Thursday, November 12, 2015

Parts of the city... (Locations part II)

I'm sure this has been done elsewhere...perhaps in a fine supers RPG product...but I haven't found something similar for years (not that I've been looking).

Most hints on RPG adventure plotting tell you to come up with an idea or a timeline for the villains first, which is great. Even the two superhero adventure random generators that I've seen are really about coming up with a plan for the heroes to disrupt.

But the place often gets ignored. It might be because the place falls out of the combination of plot and your campaign, or it might be because place is too random. Maybe it's better suited to a random encounter generator of some kind. So here is a random list of areas and some typical settings within them for stories. I did a location list before--many of those were specific. This is more where those locations might be put. These areas might flavour those areas: a mall in the middle of a depressed slum might have a very different tone than a mall in the middle of a ritzy enclave.

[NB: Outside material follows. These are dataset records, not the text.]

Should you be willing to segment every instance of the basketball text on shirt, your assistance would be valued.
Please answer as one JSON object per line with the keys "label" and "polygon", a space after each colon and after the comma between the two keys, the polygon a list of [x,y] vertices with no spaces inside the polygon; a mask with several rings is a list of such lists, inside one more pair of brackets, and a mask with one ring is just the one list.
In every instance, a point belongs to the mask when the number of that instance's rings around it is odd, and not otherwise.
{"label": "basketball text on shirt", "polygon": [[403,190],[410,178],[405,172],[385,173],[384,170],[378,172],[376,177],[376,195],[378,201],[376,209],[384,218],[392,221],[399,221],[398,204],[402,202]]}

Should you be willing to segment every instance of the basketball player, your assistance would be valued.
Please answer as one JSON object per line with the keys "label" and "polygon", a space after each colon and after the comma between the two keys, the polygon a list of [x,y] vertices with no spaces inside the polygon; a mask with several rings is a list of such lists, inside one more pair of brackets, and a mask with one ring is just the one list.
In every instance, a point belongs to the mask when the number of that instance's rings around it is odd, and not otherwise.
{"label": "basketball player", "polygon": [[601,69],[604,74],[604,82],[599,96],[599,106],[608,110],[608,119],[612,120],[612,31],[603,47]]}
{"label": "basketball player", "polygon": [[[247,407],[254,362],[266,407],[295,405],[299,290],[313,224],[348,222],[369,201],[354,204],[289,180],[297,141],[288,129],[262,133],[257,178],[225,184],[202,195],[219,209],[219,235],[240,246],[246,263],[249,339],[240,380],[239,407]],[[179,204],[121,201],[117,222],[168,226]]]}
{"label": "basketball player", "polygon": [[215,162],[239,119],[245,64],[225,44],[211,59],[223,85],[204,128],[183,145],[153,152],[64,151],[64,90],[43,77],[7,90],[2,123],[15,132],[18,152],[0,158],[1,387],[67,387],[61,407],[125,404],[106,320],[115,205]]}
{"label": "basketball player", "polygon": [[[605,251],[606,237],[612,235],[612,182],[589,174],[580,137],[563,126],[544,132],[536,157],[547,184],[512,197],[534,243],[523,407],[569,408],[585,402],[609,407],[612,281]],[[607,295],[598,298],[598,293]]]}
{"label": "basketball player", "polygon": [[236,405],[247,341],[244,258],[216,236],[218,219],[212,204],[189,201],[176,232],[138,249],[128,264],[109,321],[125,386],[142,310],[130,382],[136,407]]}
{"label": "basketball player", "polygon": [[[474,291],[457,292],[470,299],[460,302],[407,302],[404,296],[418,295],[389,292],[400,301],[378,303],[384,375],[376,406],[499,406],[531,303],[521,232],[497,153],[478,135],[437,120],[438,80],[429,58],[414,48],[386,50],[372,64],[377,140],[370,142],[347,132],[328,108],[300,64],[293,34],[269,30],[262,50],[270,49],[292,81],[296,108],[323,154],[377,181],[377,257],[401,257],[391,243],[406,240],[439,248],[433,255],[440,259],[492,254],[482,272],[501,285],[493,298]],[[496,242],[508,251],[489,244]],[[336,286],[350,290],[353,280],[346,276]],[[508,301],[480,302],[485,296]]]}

  1. Business district: corporate headquarters, travel agencies, office buildings with a variety of companies, mail order firms, restaurants.
  2. Civic area: city hall, municipal offices, arena, park, skate park, pool, main library, community centre, adult recreation building, jail, police or fire station.
  3. Disaster site: restricted access, fenced in, former supervillain fight or lair, smoking ruins, leftover cleanup equipment.
  4. Educational or military: area including a college or university or a military base, so there are cheap places to eat, the actual schools or base, low-rent housing for students or military families, stores for booze and groceries.
  5. Ethnic concentration: A specialized form of town, with a higher concentration of commercial establishments that deal with items unique to that ethnicity. We're talking Chinatown, Koreatown, Little Italy, Little Moscow, Little Portugal, Tokyo Lite, and so on. In some campaigns, that will extend to aliens of a particular stripe or all aliens.
  6. Financial district: banks, stock trading houses, investment corporations, insurance companies, very high end stores, restaurants.
  7. Industrial district: factories, warehouses, illegal or low-rent housing, breakfast places.
  8. Hidden city: the disenfranchised, the homeless, a place to hide, large quantities of the underworld or criminal element.
  9. Residential: light industry, illegal industry (such as grow-ops), middle-class houses, lower-class houses, gated communities, golf course, coffee shop, beauty salons, suburb.
  10. Rural: Farming, test fields for agricultural work, clusters of houses that can't be called towns, service station-restaurants, various equipment stores, prisons, sewage or water treatment plant, power plant.
  11. Slum: houses, tenements, abandoned institutions, shining lab built as an inspiration, low-tech factories, bodegas, fast food places.
  12. The Strip: Some kind of entertainment area: theatres, restaurants, dance clubs, strip clubs, porn shops, head shops, cinemas.

Again, these are ideas only, not a strait-jacket. You might find one element inside another, or oddball things certainly happen. Maybe this city has a farm in the middle, because the Bauer family refuses to sell, and they own enough that  they can enforce the fact that this university campus includes an alfalfa field. Or any section might have a police station or a fire station, a water tower, construction or destruction of some kind, a power transfer station, or a public transit hub.